Ils disent tous que le temps s’enfuit, invisible, et qu’on ne peut le rattraper. Il a mille pattes imbibées de sang et quand il court sur des kilomètres il trace la ligne rouge de l’instant.
Ils disent tous que le temps est insensible. Fait de vent et de terre il ne craint ni l’incendie ni la noyade, et quand il s’immole à la flamme de nos prunelles, ses mains à peine tâchées de cendres se prétendent innocentes.
Ils disent tous que le temps est un lâche qui n’affronte jamais les effets de ses ravages. Avec ses bottes de sept lieues il se déploie en tout lieu pour nous marcher sur la gueule, il plante ses crampons dans la pente des années et quand on en retrouve la marque indélébile sur nos faces, il est trop tard, il est passé.

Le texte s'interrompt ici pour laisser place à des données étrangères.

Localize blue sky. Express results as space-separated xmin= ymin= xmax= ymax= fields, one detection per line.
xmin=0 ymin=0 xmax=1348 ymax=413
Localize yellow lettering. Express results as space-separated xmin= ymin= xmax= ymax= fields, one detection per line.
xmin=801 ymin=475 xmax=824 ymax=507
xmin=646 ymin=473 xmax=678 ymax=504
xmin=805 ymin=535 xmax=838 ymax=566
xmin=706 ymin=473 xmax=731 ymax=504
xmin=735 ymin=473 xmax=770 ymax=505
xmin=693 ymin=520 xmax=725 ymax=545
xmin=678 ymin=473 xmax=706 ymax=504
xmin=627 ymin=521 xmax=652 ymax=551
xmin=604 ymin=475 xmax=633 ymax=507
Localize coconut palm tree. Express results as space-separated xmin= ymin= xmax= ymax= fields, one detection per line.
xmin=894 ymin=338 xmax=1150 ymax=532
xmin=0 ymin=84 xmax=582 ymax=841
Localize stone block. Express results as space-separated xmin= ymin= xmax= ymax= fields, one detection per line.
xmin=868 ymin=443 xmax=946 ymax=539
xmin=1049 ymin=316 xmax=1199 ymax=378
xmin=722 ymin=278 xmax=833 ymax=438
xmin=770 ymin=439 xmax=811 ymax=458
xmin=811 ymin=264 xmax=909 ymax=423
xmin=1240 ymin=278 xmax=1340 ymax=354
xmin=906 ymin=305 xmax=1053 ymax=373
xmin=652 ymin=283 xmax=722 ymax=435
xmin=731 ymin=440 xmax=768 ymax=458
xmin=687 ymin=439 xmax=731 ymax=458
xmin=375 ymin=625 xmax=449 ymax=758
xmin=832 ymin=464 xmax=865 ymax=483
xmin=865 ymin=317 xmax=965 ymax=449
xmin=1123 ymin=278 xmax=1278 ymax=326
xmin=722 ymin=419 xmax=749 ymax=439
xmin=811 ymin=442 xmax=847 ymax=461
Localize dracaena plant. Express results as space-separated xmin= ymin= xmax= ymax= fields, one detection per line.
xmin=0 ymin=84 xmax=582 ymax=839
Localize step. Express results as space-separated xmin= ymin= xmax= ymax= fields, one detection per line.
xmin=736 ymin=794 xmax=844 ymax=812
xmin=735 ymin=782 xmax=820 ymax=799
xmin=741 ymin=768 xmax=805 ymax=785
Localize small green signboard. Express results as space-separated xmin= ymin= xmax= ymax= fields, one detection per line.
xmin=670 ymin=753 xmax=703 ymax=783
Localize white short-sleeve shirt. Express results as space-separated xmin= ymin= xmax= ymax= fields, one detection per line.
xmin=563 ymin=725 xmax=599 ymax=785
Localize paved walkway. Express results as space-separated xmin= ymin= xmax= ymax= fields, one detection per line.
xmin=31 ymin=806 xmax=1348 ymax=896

Ils disent tous que le temps est criminel. Avec ses jambes à son cou il cavale comme un évadé, comme si on était mille derrière lui avec des pelles et des pioches pour lui trouer le corps, lui faire la peau à ce bâtard, lui creuser une tombe bien profonde dans laquelle on aura tous craché, et sur le seuil de la nouvelle éternité, mous mettre à danser.
Ils disent tant de choses sur le temps qui se défile.
Mais moi je le vois là, lent, qui m’attend. Le sourire aux lèvres, un soupçon cruel, il a les bras ouverts, il m’accueille, m’enlace, m’emmène.